Saturday, January 25, 2014

Half-Blood Blues by Esi Edugyan


This novel has been on a shelf since August 2012 and was recommended by my friends at Fanfare Books, Stratford, Ontario, Canada.  It was a finalist for several awards including the prestigious Man Booker Prize and was awarded the Scotia Bank Giller Prize for 2011.  Earlier reviews mention the beauty of the language and compare Edugyan’s use of dialect to the talents of Mark Twain. This year it is one of the novels chosen for Canada Reads, and that is why it finally got the reading it deserved.   Esi Edugyan has created a masterful tale bringing to light the world of Jazz in Europe during the horror of the Hitler years.
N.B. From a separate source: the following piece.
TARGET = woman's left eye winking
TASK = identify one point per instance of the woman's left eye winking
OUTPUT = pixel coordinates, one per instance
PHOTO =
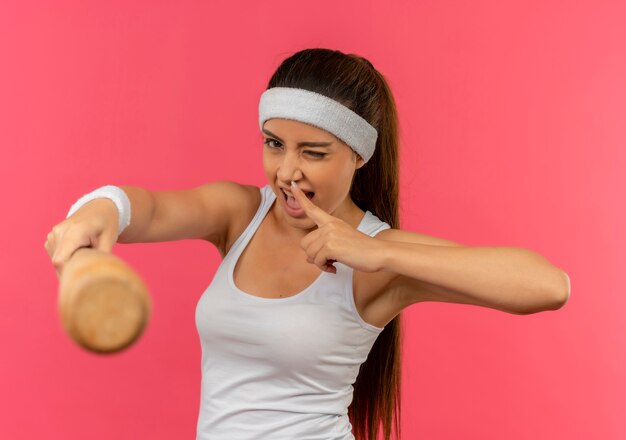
(315, 154)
            From the liner notes: “Paris, 1940.  A brilliant jazz musician, Hiero, is arrested by the Nazis and never heard from again.  He is twenty years old.  He is a German citizen.  And he is black.  Fifty years later, his friend and fellow musician, Sid, must relive that unforgettable time…”  Passions fill this story: for Jazz, for life, for love, for success, but it is the realness of the characters that stands out for me.  Hiero, Sid, Chip, Pau, Ernst, and Delilah are real – REAL.  The friendships in this novel demonstrate love and betrayal.  The reader’s loyalties are tried along with the loyalties of the characters.  Along the way the reader is immersed in the experience of living in Berlin and Paris during the beginnings of World War II.
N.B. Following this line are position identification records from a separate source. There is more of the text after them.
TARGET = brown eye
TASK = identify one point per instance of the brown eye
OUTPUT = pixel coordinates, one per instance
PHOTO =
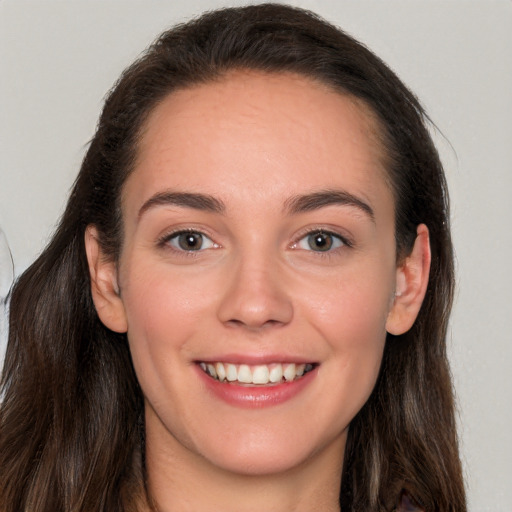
(320, 241)
(190, 241)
            Hiero is a black German unable to get papers in Hitler’s Germany, while Sid and Chip, originally from Baltimore, have been friends since childhood.  And the novel is not just about being black in Germany, “Cause blacks just wasn’t no kind of priority back in those years.  I guess there just wasn’t enough of us” (77).  But the friendships are uneasy in this novel and music, talent, and the love for one woman, Delilah, cause conflicts and jealousies.  Introduced into this world is Louis Armstrong, and his interest in this group of Germany based jazz musicians becomes an integral part of the controversy.  The recording of a song entitled “Half-Blood Blues” becomes an obsession for Hiero, and disc after disc is destroyed until Sid slips one in his vest: “…and it was like I could feel the damn disc just sitting in there, still warm.  I felt its presence so intensely it seemed strange the others ain’t sensed it too.  Its wax holding all that heat like an altar candle” (5).
            To say much more would give away too many moments I do not want to deny to anyone who chooses to read this book.  Just one teaser without spoiling anything, the trip to the zoo in Hamburg gave me a picture of life in Germany, not a result of Hitler but predating his power, a picture I wish I could erase from my mind’s eye.  Read it.


Edugyan, Esi. Half-Blood Blues. Toronto: Thomas Allen Publishers, 2011. Print.